Na sua busca por respostas à falta de grandes inovações tecnológicas no nosso continente, Andrés identificou que não foi por falta da presença do estado que fracassamos. Recentemente, muitos presidentes latinos inauguraram os chamados parques científicos e tecnológicos. Já existem 22 no Brasil, 21 no México, 5 na Argentina e 5 na Colômbia. No entanto, o resultado efetivo desse esforço deixa a desejar. Segundo estudos mais recente, estes parques viraram projetos imobiliários - com reduzida contribuição na área da inovação. O próprio Banco Interamericano de Desenvolvimento - BID, concluiu: "
en América Latina las politicas de los parques científicos y tecnológicos están lejos de conseguir sus objetivos".
Se não foi por falta de apoio estatal, o que vem impedindo de avançarmos? A resposta só podia estar num lugar - o Vale do Silício, na Califórnia. Para descobrir o segredo do êxito do projeto, que se tornou referencia mundial pela concentração de empresas de ponta na área da tecnologia, Andrés procurou Vivek Wadhwa, vice-presidente de inovação da Singularity University, um dos mais renomados centros de estudo sobre inovação tecnológica do mundo.

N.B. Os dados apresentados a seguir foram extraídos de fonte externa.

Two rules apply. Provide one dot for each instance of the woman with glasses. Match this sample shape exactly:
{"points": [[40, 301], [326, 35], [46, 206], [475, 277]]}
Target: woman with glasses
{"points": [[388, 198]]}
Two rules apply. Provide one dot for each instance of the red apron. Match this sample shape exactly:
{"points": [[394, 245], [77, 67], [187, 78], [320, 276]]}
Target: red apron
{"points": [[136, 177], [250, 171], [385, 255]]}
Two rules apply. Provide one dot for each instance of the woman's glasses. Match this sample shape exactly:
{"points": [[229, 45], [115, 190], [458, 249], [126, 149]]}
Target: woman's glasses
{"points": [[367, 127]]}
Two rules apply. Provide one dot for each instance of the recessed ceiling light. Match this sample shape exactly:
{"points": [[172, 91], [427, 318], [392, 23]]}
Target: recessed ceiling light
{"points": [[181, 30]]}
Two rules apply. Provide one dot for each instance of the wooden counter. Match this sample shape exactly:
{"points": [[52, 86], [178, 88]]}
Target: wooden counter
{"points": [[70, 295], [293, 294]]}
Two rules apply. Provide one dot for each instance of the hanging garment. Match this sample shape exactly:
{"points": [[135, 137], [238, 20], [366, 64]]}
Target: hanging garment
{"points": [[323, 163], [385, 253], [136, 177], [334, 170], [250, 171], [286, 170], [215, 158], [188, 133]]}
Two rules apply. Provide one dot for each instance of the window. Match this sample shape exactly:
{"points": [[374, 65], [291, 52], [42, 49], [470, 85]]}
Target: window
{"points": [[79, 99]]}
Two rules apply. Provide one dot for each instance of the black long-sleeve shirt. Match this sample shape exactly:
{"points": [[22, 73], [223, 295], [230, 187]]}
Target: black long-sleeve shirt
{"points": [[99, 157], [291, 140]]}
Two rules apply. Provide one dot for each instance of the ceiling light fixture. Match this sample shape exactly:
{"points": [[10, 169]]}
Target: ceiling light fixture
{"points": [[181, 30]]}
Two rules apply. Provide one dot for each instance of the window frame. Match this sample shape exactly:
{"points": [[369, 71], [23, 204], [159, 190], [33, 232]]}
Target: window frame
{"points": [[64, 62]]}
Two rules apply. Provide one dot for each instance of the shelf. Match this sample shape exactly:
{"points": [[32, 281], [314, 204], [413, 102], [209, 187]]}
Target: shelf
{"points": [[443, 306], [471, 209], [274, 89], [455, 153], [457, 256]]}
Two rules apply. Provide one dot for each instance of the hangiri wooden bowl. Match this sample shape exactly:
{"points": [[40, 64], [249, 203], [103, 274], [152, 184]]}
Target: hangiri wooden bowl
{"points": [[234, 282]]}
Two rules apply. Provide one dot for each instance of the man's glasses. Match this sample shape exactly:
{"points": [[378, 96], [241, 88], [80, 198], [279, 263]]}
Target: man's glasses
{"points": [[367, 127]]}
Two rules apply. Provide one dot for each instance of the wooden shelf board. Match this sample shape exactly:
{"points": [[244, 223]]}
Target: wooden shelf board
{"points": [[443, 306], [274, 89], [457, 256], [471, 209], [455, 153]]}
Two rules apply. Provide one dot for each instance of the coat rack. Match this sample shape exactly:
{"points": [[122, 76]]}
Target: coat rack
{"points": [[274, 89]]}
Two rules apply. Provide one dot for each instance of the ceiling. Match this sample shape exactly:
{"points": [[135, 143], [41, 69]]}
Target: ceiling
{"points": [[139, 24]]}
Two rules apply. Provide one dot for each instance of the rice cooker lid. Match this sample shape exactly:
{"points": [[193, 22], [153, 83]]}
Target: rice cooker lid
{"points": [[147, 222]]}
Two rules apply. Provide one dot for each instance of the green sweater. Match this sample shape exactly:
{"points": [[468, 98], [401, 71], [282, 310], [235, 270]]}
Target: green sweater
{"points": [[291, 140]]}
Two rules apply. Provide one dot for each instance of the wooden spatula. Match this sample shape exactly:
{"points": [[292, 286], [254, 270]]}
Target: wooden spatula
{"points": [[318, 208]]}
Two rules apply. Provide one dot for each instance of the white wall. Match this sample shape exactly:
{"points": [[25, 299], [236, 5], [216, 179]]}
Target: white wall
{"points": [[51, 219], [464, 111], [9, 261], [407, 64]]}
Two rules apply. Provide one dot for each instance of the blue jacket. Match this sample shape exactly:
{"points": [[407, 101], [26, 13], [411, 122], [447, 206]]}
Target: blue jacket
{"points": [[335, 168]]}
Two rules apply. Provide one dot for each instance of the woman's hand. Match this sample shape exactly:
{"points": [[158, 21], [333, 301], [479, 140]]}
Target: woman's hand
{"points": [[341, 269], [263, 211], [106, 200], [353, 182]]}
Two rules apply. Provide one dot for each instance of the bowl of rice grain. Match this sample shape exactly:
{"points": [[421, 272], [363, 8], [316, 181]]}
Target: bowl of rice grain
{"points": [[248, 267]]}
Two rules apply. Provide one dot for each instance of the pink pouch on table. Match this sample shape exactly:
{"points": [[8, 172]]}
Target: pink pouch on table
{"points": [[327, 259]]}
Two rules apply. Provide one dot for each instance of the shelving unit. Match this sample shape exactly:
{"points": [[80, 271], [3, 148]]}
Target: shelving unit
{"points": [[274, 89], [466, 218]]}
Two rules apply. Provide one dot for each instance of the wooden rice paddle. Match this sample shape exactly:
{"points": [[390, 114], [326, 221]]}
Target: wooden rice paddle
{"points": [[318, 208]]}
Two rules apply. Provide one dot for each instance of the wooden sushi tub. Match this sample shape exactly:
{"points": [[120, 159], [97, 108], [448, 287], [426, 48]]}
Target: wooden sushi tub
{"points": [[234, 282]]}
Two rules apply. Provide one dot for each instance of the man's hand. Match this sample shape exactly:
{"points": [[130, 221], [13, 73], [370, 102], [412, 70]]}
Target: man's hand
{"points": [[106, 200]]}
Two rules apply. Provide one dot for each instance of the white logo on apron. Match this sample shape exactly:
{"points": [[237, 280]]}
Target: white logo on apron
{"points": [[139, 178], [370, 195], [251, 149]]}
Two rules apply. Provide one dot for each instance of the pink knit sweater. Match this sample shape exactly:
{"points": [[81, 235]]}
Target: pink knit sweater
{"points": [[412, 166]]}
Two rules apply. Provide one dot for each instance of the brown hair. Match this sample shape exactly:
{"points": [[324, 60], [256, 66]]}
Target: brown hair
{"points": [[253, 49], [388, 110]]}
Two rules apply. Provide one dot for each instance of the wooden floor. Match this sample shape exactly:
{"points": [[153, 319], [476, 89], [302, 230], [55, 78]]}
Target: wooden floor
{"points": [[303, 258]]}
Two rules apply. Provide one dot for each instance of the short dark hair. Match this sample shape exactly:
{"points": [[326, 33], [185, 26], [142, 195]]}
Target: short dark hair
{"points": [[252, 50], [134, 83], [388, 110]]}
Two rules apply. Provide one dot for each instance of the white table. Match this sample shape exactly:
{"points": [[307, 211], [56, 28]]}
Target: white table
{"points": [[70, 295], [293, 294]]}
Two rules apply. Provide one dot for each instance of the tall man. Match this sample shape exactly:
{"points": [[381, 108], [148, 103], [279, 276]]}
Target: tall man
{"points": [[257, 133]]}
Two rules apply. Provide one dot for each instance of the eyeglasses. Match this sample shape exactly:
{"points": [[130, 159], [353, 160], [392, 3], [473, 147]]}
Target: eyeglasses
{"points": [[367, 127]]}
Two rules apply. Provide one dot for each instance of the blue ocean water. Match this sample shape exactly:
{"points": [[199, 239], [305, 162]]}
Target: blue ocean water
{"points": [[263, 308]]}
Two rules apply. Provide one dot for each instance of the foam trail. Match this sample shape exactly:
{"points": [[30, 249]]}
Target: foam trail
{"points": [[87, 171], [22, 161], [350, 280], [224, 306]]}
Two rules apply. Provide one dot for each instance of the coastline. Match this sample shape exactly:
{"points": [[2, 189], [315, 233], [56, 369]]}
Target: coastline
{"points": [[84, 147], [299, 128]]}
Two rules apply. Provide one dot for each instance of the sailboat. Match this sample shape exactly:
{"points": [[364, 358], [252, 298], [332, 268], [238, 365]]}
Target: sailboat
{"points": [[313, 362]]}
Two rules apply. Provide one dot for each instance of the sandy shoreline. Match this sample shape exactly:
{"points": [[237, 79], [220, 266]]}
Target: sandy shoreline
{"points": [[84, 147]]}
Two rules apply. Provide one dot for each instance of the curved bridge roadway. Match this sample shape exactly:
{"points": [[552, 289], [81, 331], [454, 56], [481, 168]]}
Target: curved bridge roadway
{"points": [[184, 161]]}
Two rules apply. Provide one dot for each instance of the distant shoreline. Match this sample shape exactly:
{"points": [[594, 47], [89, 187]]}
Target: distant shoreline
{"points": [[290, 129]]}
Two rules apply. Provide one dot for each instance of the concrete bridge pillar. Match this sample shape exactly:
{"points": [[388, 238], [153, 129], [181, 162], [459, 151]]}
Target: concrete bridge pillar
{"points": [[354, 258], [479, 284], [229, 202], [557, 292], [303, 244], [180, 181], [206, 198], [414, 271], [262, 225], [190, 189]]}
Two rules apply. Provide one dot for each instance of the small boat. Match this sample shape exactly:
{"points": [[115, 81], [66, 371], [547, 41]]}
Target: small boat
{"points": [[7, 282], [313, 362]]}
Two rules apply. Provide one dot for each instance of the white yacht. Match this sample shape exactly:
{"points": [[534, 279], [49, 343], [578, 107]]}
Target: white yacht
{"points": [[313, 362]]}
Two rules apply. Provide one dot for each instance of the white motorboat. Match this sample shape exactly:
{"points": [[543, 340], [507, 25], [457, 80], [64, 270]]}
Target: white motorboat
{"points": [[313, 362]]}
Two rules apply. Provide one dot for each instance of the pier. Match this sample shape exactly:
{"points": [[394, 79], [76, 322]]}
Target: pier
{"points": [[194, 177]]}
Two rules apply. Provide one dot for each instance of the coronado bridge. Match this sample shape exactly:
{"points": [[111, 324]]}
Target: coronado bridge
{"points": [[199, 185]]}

Num prédio antigo, sem luxo, onde são realizadas as principais conferências sobre as últimas novidades de robótica, nanotecnologia, exploração espacial, ciberrmedicina e outras disciplinas do futuro, Andrés encontrou Wadhwa - um cordial indiano que chegou muito jovem nos EUA. Um guru da inovação tecnológica, Vivek Wadhwa escreve regularmente para
The Wall Street Journal e The Washington Post.
Quando indagado por Andrés, sobre qual o segredo do vale do Silício, a resposta veio em três palavras: "
es la gente - respondió".
"O segredo do Vale do Silício não tem nada a ver com o governo, nem com os incentivos econômicos, nem com os parques tecnológicos, nem com os parques científicos, nem com nada disso, que é uma perda de dinheiro que não serve para nada. O segredo é o tipo de gente que se encontra aqui". Vivek Wadhwa.